EVs and hybrids remain a bright spot as new car industry struggles further in August

Global supply issues have continued to harm the UK’s new car market, with new registrations down by 22 per cent in August.

August is traditionally a quiet month for sales ahead of the September plate change but this year has been worse than usual as manufacturers struggle to get cars to customers amid a shortage of semiconductors used across the industry.

Figures from the Society of Motor Manufacturers and Traders (SMMT) show that new car registrations in August were down 7.3 per cent on the decade-long average and at their worst levels since August 2013.

A total of 68,033 cars were registered last month, nearly 20,000 fewer than in August 2020. August’s poor peformance follows an even worse July, where registrations were down 30 per cent on the previous July and their worst since 1998.
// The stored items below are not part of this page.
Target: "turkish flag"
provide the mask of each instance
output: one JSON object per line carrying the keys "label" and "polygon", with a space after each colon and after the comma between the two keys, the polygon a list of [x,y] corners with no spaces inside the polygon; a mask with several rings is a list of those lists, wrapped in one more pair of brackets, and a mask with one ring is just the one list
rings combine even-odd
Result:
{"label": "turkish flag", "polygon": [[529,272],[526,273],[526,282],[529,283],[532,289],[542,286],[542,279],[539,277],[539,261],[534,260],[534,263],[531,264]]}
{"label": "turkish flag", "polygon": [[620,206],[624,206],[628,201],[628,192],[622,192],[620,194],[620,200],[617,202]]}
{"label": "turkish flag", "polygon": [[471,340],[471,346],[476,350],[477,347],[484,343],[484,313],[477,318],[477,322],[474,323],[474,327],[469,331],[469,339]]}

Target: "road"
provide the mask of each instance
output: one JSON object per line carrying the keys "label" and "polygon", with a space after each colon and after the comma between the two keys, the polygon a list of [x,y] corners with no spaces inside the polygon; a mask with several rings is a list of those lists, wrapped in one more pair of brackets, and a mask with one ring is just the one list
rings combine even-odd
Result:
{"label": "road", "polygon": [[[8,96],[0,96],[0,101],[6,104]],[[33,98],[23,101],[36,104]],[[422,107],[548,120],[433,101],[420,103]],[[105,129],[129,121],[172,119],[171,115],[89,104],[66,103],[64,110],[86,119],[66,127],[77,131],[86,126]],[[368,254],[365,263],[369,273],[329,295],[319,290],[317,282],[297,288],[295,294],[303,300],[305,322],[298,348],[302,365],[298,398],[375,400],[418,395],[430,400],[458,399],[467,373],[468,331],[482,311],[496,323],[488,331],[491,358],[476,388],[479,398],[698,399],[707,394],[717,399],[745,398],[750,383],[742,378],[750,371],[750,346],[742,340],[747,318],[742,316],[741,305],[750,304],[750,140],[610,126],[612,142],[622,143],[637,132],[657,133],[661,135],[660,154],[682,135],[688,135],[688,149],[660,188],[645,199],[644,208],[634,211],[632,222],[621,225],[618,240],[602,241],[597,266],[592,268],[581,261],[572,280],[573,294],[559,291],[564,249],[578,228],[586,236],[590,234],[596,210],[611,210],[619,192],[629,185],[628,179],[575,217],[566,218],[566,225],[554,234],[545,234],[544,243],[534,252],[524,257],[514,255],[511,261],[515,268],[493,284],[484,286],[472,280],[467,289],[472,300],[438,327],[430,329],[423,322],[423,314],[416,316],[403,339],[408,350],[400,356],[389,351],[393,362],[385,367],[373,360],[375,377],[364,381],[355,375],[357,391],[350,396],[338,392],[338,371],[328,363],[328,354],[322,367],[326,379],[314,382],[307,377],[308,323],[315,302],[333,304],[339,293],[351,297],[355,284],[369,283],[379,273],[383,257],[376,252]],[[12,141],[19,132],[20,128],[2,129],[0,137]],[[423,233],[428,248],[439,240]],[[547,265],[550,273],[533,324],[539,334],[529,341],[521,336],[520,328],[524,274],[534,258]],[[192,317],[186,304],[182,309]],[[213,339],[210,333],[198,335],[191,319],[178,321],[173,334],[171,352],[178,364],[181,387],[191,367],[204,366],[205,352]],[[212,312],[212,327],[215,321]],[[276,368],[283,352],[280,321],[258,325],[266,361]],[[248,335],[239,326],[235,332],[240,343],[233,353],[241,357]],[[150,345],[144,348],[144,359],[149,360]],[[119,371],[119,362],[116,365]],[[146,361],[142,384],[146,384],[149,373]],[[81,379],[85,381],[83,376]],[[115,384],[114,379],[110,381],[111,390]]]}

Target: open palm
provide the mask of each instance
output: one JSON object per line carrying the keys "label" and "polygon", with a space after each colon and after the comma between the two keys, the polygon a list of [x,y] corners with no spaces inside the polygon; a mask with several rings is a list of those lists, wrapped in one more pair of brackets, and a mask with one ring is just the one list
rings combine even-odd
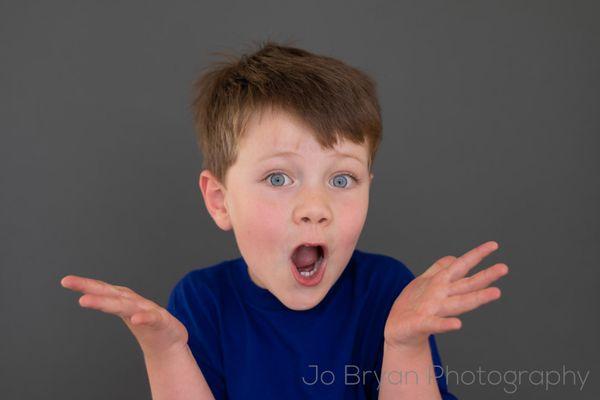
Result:
{"label": "open palm", "polygon": [[187,329],[177,318],[128,287],[76,275],[67,275],[60,283],[84,293],[79,298],[82,307],[120,317],[144,354],[158,354],[187,344]]}
{"label": "open palm", "polygon": [[498,243],[490,241],[458,258],[442,257],[413,279],[392,305],[384,329],[385,343],[424,346],[431,334],[460,329],[457,315],[499,299],[500,289],[488,286],[508,273],[506,264],[495,264],[465,278],[497,248]]}

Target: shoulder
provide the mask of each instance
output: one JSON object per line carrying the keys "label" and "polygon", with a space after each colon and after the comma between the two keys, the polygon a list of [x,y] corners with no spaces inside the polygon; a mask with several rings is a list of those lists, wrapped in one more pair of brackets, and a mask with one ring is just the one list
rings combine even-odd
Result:
{"label": "shoulder", "polygon": [[176,302],[197,307],[217,306],[218,293],[229,284],[229,270],[233,263],[234,260],[226,260],[185,273],[169,295],[169,307]]}
{"label": "shoulder", "polygon": [[356,265],[363,273],[400,275],[413,279],[412,271],[403,261],[385,254],[355,249]]}
{"label": "shoulder", "polygon": [[175,284],[175,289],[216,288],[228,280],[229,269],[235,260],[221,261],[203,268],[186,272]]}
{"label": "shoulder", "polygon": [[392,256],[355,249],[354,259],[358,281],[370,289],[397,295],[415,278],[403,261]]}

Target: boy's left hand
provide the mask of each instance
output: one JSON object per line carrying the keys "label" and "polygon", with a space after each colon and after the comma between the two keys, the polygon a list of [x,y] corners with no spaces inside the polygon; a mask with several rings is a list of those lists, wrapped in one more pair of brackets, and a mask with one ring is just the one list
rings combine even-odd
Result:
{"label": "boy's left hand", "polygon": [[460,319],[453,316],[499,299],[500,289],[487,286],[508,273],[506,264],[498,263],[464,278],[497,248],[498,243],[490,241],[458,258],[442,257],[413,279],[392,305],[384,328],[385,345],[423,349],[428,346],[429,335],[460,329]]}

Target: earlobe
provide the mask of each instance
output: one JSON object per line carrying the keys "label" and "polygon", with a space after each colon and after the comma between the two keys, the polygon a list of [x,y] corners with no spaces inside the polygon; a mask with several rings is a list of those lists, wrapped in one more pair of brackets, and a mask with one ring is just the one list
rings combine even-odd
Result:
{"label": "earlobe", "polygon": [[229,211],[225,201],[226,190],[223,185],[209,170],[205,169],[200,173],[198,186],[202,192],[206,210],[215,224],[224,231],[231,230]]}

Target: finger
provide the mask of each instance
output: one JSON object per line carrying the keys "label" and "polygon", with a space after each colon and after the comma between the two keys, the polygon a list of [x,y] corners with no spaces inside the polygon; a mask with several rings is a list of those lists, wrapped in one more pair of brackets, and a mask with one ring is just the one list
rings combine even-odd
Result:
{"label": "finger", "polygon": [[454,260],[452,265],[446,269],[446,271],[448,271],[447,273],[450,282],[454,282],[465,276],[471,268],[479,264],[484,257],[487,257],[490,253],[497,250],[498,247],[497,242],[489,241],[458,257]]}
{"label": "finger", "polygon": [[136,312],[146,311],[148,308],[143,303],[125,297],[102,296],[85,294],[79,298],[82,307],[92,308],[107,314],[118,315],[122,318],[131,317]]}
{"label": "finger", "polygon": [[444,301],[437,315],[440,317],[460,315],[499,299],[501,294],[502,292],[499,288],[489,287],[468,294],[451,296]]}
{"label": "finger", "polygon": [[484,269],[483,271],[479,271],[473,276],[462,278],[451,283],[448,290],[448,296],[465,294],[486,288],[492,282],[498,280],[500,277],[506,274],[508,274],[508,266],[506,264],[495,264]]}
{"label": "finger", "polygon": [[60,284],[67,289],[77,292],[101,296],[119,296],[133,292],[131,289],[125,288],[124,286],[111,285],[98,279],[84,278],[77,275],[65,276],[60,281]]}
{"label": "finger", "polygon": [[422,329],[429,334],[444,333],[455,331],[462,327],[462,321],[458,318],[444,318],[432,315],[425,318],[422,323]]}
{"label": "finger", "polygon": [[454,260],[456,260],[456,257],[454,257],[454,256],[442,257],[439,260],[437,260],[436,262],[434,262],[431,265],[431,267],[427,268],[427,270],[425,272],[423,272],[423,274],[421,274],[421,276],[428,277],[428,276],[435,275],[442,269],[450,266],[454,262]]}

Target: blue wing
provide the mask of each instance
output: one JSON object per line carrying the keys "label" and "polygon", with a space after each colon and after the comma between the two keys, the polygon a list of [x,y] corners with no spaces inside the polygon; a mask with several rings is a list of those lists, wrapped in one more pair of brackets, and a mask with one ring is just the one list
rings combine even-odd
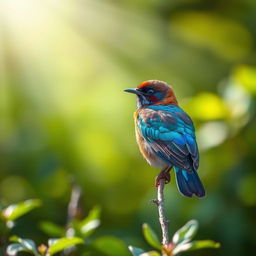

Car makers are struggling to meet demand due to a parts shortage Car makers are struggling to meet demand due to a parts shortage
Car makers are struggling to meet demand due to a parts shortage

Despite the overall decline, alternatively fuelled vehicles including EVs and hybrids continued to perform well.

Pure electric car registrations were up 32 per cent on last August, now accounting for 10.9 per cent of the market compared with 6.4 last year. Full hybrid cars were up nearly 46 per cent but plug-in hybrids saw the largest increase, with a rise of 72 per cent compared with August 2020.

Mike Hawes, chief executive of the SMMT,  said: “While August is normally one of the quietest months for UK new car registrations these figures are still disappointing, albeit not wholly surprising. The global shortage of semiconductors has affected UK, and indeed global, car production volumes so new car registrations will inevitably be undermined.”

Sue Robinson, chief executive of the National Franchised Dealers Association (NFDA) said the strong performance of EVs was “encouraging”, adding: “Despite the decrease in new car registrations, franchised vehicle dealers are optimistic about their prospects for the remainder of the year as consumer confidence remains robust, as demonstrated by buoyant sales of used and nearly new cars.

Worse than Covid

Jim Holder, editorial director of What Car?, said the ongoing chip shortage could do more damage to the industry than the Covid pandemic.

He said: “August is typically a quiet month for the industry, as buyers ready themselves for the September plate-change. This August has been further hampered by the ongoing microchip shortage that has already caused vehicle production in the UK to fall below levels not seen since the Suez crisis in 1956.

“The microchip shortage has the potential to surpass Covid with its impact on the industry. With production delays and limitations, the immediate impact for buyers has been delays to new car lead times and a smaller pool of vehicles and trims to choose from. Estimates suggest it won’t be until early 2022 before the supply constraints ease and production levels start to recover. Until then, buyers will have to accept longer waiting times, or consider looking at alternative models or the used market.”

Karen Hilton, Chief Commercial Officer at heycar, predicted the current supply crisis could bring a “paradigm shift” in how manufacturers build their cars and see them adopt the processes used by phone makers and other tech firms.

She said: “To streamline manufacturing - the tech giants of Silicon Valley long ago abandoned offering customers the ability to customise products in anything other than the most minor way.

“And so will it be with cars. Gone will be the ability to endlessly modify a vehicle down to the tiniest bespoke detail. In its place will be models and trims with specs that are fixed and a reduced number of options to add on top.”